Lazy / Late Materialization Behavior
- Users note this is a known “late materialization” class of optimizations in column stores, but still non‑trivial to implement correctly and efficiently.
- Confirmed via EXPLAIN that lazy materialization applies even with complex ORDER BY expressions (e.g., weighted random sampling), and shows ~5× speedups in some tests.
- A setting limits the default to small LIMIT values (e.g., 10) to avoid excessive random I/O when many rows are requested; larger limits may hurt in more typical workloads.
- It also works with
LIMIT … OFFSET.
Use Cases, Comparisons & Ecosystem
- Several teams report migrating analytics from Postgres to ClickHouse and seeing dramatic speedups with far less manual tuning.
- Discussion contrasts:
- Columnar OLAP systems like ClickHouse vs. row‑based OLTP systems; participants stress they target different workloads.

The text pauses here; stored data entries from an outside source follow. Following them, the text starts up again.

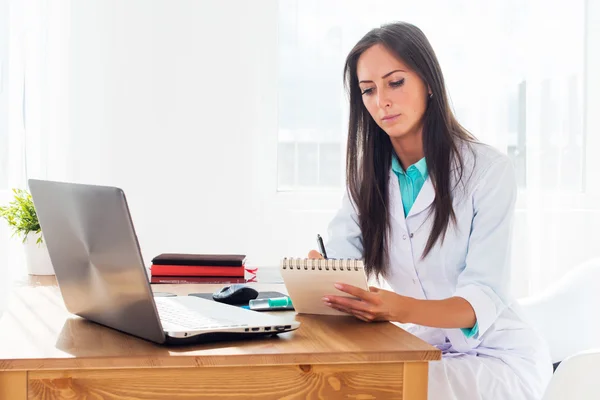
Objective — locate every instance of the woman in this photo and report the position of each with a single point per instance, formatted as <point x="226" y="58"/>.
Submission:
<point x="430" y="209"/>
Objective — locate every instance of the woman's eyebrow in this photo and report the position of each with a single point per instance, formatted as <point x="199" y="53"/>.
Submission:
<point x="385" y="76"/>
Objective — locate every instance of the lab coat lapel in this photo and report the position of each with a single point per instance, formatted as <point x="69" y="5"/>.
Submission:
<point x="395" y="202"/>
<point x="424" y="198"/>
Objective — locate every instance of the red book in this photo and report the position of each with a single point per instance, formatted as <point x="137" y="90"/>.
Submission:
<point x="196" y="279"/>
<point x="196" y="270"/>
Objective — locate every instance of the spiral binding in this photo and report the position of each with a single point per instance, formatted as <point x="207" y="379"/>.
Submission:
<point x="347" y="264"/>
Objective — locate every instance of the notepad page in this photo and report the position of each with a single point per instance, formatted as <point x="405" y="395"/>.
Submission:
<point x="307" y="287"/>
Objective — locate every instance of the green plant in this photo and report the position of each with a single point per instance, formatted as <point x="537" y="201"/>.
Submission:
<point x="21" y="216"/>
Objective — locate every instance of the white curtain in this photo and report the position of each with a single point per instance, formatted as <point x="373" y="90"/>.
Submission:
<point x="37" y="92"/>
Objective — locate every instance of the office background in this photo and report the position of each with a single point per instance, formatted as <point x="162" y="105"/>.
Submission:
<point x="224" y="121"/>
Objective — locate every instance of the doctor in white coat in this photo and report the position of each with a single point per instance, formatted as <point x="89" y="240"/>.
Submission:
<point x="430" y="210"/>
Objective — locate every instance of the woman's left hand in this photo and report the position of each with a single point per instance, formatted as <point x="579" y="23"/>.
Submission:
<point x="374" y="305"/>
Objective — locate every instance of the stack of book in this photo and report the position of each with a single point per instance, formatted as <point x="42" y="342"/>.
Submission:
<point x="198" y="268"/>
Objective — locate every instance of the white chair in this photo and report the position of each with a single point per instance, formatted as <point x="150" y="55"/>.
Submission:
<point x="566" y="315"/>
<point x="577" y="378"/>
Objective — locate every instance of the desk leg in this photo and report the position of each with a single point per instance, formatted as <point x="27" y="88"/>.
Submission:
<point x="13" y="385"/>
<point x="415" y="380"/>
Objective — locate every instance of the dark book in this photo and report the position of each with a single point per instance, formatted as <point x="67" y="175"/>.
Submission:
<point x="224" y="260"/>
<point x="196" y="279"/>
<point x="196" y="270"/>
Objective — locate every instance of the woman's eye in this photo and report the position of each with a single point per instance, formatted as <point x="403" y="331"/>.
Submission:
<point x="367" y="91"/>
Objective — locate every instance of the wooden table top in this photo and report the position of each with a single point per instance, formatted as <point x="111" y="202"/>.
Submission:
<point x="36" y="332"/>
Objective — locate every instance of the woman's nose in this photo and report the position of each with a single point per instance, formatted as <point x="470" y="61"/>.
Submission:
<point x="383" y="101"/>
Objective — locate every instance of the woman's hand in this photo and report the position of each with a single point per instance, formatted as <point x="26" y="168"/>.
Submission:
<point x="374" y="305"/>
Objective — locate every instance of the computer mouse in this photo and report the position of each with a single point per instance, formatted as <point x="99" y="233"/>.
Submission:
<point x="235" y="294"/>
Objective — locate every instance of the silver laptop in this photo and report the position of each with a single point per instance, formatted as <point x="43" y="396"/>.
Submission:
<point x="101" y="275"/>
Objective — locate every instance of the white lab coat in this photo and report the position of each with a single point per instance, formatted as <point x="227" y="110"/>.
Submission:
<point x="507" y="359"/>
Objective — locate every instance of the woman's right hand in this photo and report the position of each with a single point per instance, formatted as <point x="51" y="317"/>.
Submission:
<point x="315" y="255"/>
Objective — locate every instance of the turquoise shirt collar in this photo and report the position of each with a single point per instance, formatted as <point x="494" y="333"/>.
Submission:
<point x="420" y="166"/>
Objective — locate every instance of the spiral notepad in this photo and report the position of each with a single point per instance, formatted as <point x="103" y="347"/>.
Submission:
<point x="308" y="280"/>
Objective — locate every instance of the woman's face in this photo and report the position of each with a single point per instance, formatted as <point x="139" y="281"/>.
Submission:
<point x="395" y="96"/>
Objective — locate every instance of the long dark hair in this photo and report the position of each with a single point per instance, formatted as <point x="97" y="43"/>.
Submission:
<point x="369" y="149"/>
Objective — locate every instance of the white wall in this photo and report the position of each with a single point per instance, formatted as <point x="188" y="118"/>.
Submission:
<point x="164" y="100"/>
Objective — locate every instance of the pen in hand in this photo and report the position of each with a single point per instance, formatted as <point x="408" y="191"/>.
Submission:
<point x="321" y="246"/>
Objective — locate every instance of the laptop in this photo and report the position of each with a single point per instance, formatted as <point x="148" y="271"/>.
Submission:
<point x="101" y="275"/>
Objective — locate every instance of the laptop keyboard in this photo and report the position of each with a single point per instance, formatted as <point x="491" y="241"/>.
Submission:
<point x="178" y="314"/>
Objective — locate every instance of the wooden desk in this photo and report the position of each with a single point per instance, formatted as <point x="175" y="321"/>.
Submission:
<point x="47" y="353"/>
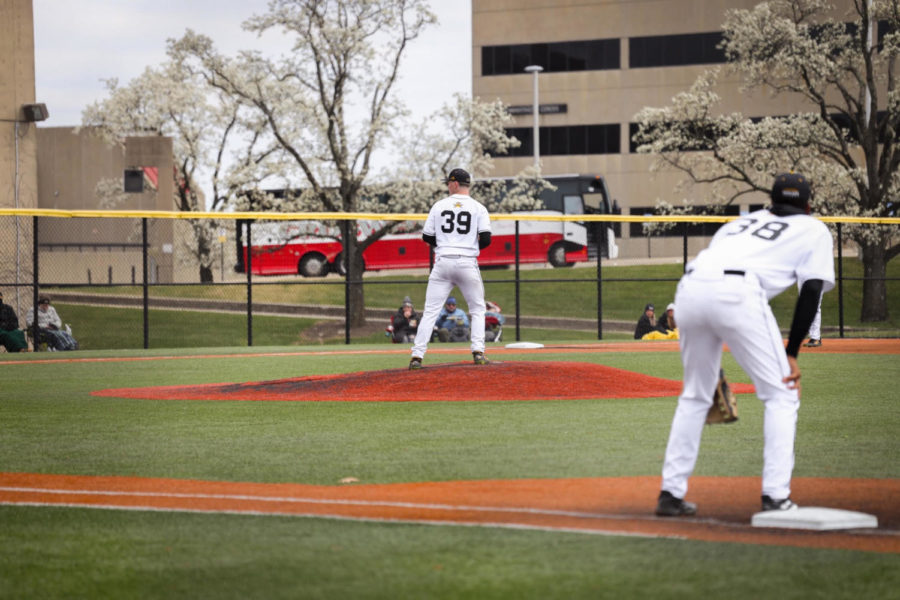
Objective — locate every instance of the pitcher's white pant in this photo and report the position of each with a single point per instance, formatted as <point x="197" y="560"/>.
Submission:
<point x="815" y="328"/>
<point x="464" y="273"/>
<point x="710" y="310"/>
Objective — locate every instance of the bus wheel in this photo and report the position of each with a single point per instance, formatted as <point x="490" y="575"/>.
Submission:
<point x="313" y="264"/>
<point x="556" y="256"/>
<point x="339" y="267"/>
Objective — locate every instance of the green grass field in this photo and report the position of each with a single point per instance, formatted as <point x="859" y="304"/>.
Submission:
<point x="49" y="423"/>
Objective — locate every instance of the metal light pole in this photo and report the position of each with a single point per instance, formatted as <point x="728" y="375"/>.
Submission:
<point x="536" y="112"/>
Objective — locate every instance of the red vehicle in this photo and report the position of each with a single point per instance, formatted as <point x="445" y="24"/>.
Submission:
<point x="307" y="248"/>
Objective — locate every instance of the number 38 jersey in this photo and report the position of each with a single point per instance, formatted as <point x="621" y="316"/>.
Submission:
<point x="456" y="222"/>
<point x="779" y="250"/>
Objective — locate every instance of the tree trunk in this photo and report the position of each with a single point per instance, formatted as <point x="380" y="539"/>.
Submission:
<point x="203" y="251"/>
<point x="205" y="274"/>
<point x="874" y="301"/>
<point x="355" y="268"/>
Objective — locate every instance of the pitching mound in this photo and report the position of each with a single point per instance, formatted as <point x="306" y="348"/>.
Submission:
<point x="458" y="382"/>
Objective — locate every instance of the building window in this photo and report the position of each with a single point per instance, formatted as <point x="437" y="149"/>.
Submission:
<point x="675" y="50"/>
<point x="568" y="140"/>
<point x="589" y="55"/>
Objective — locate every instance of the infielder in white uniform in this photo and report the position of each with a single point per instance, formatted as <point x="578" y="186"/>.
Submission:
<point x="724" y="298"/>
<point x="458" y="227"/>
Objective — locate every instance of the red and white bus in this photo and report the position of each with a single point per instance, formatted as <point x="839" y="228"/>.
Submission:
<point x="310" y="249"/>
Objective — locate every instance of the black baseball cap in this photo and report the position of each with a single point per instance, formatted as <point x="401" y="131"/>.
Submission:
<point x="791" y="188"/>
<point x="461" y="176"/>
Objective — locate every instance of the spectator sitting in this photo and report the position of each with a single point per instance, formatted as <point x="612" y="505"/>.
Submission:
<point x="405" y="323"/>
<point x="667" y="321"/>
<point x="665" y="327"/>
<point x="50" y="327"/>
<point x="452" y="324"/>
<point x="11" y="337"/>
<point x="646" y="323"/>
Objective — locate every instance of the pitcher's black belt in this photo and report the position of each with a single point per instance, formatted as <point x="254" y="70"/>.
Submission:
<point x="726" y="272"/>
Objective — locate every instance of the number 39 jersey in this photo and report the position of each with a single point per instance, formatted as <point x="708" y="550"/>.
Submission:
<point x="456" y="222"/>
<point x="780" y="250"/>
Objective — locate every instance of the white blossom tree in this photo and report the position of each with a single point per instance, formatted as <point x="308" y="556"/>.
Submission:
<point x="846" y="141"/>
<point x="211" y="131"/>
<point x="331" y="104"/>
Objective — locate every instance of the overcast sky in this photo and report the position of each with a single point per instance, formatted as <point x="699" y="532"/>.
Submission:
<point x="79" y="43"/>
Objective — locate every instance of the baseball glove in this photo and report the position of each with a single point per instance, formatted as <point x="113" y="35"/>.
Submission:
<point x="724" y="408"/>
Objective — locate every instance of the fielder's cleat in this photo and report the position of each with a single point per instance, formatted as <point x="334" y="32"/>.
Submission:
<point x="670" y="506"/>
<point x="786" y="504"/>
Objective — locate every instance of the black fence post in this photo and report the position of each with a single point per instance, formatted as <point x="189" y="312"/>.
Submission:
<point x="34" y="282"/>
<point x="840" y="281"/>
<point x="249" y="267"/>
<point x="345" y="256"/>
<point x="599" y="284"/>
<point x="145" y="285"/>
<point x="518" y="311"/>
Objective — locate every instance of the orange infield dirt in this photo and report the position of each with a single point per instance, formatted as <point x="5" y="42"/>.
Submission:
<point x="613" y="506"/>
<point x="510" y="381"/>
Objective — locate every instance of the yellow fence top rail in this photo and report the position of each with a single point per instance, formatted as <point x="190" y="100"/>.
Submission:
<point x="337" y="216"/>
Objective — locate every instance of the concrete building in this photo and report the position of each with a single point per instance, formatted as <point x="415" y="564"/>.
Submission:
<point x="604" y="60"/>
<point x="18" y="150"/>
<point x="73" y="166"/>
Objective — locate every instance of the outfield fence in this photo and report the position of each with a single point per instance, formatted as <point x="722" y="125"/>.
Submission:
<point x="133" y="279"/>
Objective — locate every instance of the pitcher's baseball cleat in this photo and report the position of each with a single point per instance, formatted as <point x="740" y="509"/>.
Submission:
<point x="786" y="504"/>
<point x="670" y="506"/>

- ClickHouse vs. DuckDB/Polars:
- ClickHouse: network server, real‑time analytics, strong performance, more operational complexity.
- DuckDB/Polars: embedded, convenient on desktops; DuckDB’s concurrency and on‑disk format have trade‑offs.
- Some mention embedded ClickHouse (chdb) as a DuckDB‑like option, but note missing static builds and ergonomics in some languages.
Developer Experience, Deployment & Governance
- ClickHouse is widely praised for speed, CLI, SQL‑ish familiarity, and documentation, but some see it as “heavy‑duty” and low‑level to operate.
- Windows‑native support is seen as a barrier for desktop analytics users.
- There is discussion about ClickHouse’s partially proprietary cloud features and whether that dilutes its open‑source story, alongside similar concerns about other vendors in the space.